In an otherwise very fine article Mr. Ellsberg states:
“Obviously, the United States is not now a police state.”
I would ask Dan to please define the term then. Consider the fact that the United States has more persons incarcerated, in toto and per capita, than any other nation on Earth. If that does not evidence a “police state,” what would? Perhaps this isn’t quite as manifest in the racial and social class strata that Mr. Ellsberg inhabits, but I doubt he would argue with the statistics. To put the question another way, What other nation would better be described by the term then our own, considering the numbers?
To see a chart on comparative prison populations click on this link. http://news.bbc.co.uk/2/shared/spl/hi/uk/06/prisons/html/nn2page1.stm
ANDREA MITCHELL (from a Clapper interview): What the president said in part was, “You can’t have a 100% security and then you have 100% privacy and zero inconvenience. We’re going to have to make some choices as a society.”
The War on Terror is worldwide. It is war on everybody, and even those in the “homeland” can’t be exempted from “inconvenience” — i.e. loss of civil rights. Deprivation of civil liberties is an inevitable (and intended) part of a country at war. The bogus “war on terror’ is no exception. You can’t have one without the other.
An excellent analysis of this condition is Randolph Bourne’s “War is the Health of the State” which is as valid now as when it was written in 1918. excerpts:
So the ‘War On Terror’ is the problem.
Ms. Pease recounts the interview with Sen. Ron Wyden in which a lawyer, presumably someone from NSA, stands off camera proctoring his responses. Ray McGovern deftly disposes of the false equivalency in the President’s speech conflating “civil rights” with “safety”. Professor Pillar frames the discussion in terms of a pendulum’s moment between public outrage and demand for more aggressive measures, noting that the term “data mining” is an unfortunate choice of terminology which conjures suspicion. Suffice to say that the subsequent meta-analysis, whether performed on mined, hoovered, netted or fracked data, would be useless unless the communications it analyzes have been recorded in their entirety. That’s right, they can decide what’s interesting, then return to listen or read the recorded specific contents. But, we are expected to have sympathy for those poor, poor telecom companies who now face public relations recriminations because they were “doing their patriotic duty”.
I think most Americans would agree that recording private communications should be illegal in the first place absent the appropriate specific search warrants. Thankfully, Mr. Ellsberg realistically points out that these surveillance powers, once obtained, are rarely relinquished. They represent “dangerous, unconstitutional activity”, to borrow his words.

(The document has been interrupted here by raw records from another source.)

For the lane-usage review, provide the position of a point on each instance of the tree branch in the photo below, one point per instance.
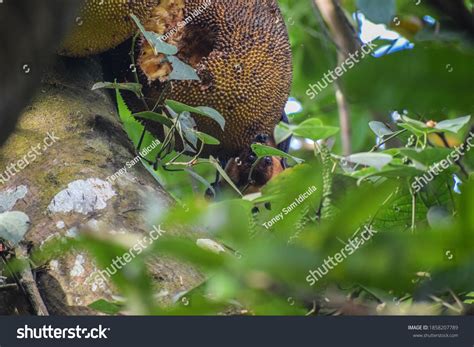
(346, 40)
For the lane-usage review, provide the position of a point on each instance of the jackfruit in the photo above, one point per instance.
(103, 24)
(240, 49)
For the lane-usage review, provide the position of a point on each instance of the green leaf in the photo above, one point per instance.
(200, 179)
(223, 173)
(376, 160)
(380, 129)
(131, 87)
(312, 129)
(155, 117)
(155, 41)
(428, 78)
(453, 125)
(187, 126)
(105, 306)
(426, 156)
(13, 226)
(181, 71)
(264, 151)
(201, 110)
(207, 139)
(377, 11)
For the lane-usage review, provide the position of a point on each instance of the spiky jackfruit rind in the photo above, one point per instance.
(104, 24)
(242, 54)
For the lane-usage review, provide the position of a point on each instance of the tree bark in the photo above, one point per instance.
(64, 188)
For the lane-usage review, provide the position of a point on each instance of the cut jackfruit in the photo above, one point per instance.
(241, 52)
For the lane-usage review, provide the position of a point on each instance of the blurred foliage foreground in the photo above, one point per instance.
(258, 252)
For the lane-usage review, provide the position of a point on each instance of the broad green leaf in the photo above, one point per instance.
(377, 11)
(376, 160)
(380, 129)
(105, 306)
(426, 156)
(131, 87)
(263, 151)
(282, 132)
(312, 129)
(187, 126)
(200, 179)
(155, 117)
(453, 125)
(207, 139)
(201, 110)
(181, 71)
(224, 174)
(428, 78)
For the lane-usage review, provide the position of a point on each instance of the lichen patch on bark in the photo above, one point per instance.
(82, 196)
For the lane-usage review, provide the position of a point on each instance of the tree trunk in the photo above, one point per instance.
(78, 142)
(31, 31)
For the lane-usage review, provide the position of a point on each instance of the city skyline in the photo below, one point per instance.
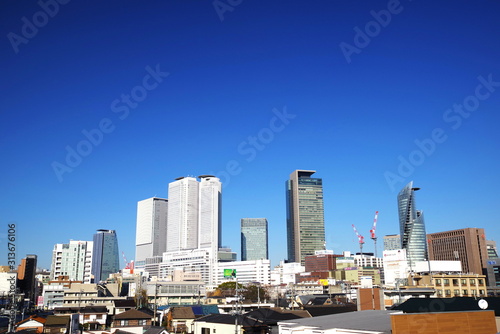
(106, 104)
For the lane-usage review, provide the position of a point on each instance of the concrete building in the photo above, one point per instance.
(183, 214)
(305, 215)
(392, 242)
(151, 229)
(254, 239)
(321, 262)
(411, 225)
(73, 259)
(26, 282)
(285, 273)
(466, 245)
(105, 255)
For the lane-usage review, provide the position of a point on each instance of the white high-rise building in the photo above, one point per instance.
(151, 229)
(209, 235)
(182, 222)
(73, 259)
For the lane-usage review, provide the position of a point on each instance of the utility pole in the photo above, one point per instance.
(155, 307)
(236, 313)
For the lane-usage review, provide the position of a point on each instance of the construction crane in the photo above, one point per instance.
(127, 264)
(372, 232)
(361, 240)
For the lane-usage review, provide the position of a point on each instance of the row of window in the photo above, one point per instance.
(463, 281)
(457, 292)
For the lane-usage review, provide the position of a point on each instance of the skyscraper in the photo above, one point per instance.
(305, 215)
(411, 226)
(182, 222)
(466, 245)
(73, 259)
(151, 229)
(105, 255)
(210, 213)
(392, 242)
(194, 213)
(254, 240)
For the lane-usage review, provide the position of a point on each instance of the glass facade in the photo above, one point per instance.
(105, 257)
(254, 240)
(411, 226)
(305, 215)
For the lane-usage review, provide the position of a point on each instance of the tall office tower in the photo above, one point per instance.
(491, 246)
(305, 215)
(392, 242)
(254, 241)
(73, 259)
(411, 226)
(26, 278)
(151, 229)
(182, 222)
(210, 213)
(105, 255)
(466, 245)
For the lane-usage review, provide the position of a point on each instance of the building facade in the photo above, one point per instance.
(466, 245)
(392, 242)
(194, 214)
(254, 239)
(305, 215)
(105, 255)
(151, 229)
(411, 226)
(73, 259)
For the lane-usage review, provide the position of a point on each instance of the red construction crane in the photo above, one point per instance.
(372, 232)
(361, 239)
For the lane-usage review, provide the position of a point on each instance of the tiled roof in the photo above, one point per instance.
(182, 312)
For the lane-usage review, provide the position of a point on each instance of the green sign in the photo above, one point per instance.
(229, 273)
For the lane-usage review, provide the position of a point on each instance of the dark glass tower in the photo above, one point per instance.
(411, 226)
(305, 215)
(105, 257)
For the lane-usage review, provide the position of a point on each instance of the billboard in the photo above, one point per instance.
(229, 273)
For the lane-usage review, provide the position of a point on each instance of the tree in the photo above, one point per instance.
(141, 298)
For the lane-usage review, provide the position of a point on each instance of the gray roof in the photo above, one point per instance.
(371, 320)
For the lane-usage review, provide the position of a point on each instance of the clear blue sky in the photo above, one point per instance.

Those who would subscribe to the opinions of some of the disinformation specialists out there would be wise to note that the release of this story was not accomplished by “perfidious Albion” in an attempt to broker an “Anglo-Franco-Neocolonialist” coup. The viciousness with which these leaks have been pursued is not the response of an administration embroiled in a “Seven Days in May” scenario. These policies have been in effect for years, and they are not new. Whistle-blowers have been vigorously pursued because there is more to hide. The interview with Sen. Wyden should have people asking, “Just who the hell is running the show?” Anything less invites a pessimistic answer to Mr. Ellsberg’s question. Is there no return, or is there a way out of the abyss? Maybe it’s time to dust off my old Hallicrafters short wave, and dispense with the internet. At least when you listen to Voice of Russia or China Radio International, there’s no mistaking it’s propaganda. That’s no longer so in America.
J. Edgar HOOVERED, more like.
Why don’t we all just admit it? We’re in Imperial Collapse and will never again be secure. Maybe some day, someone smart will sweep the Neocon detritus off the edge and begin anew. I will be about a Century in my grave.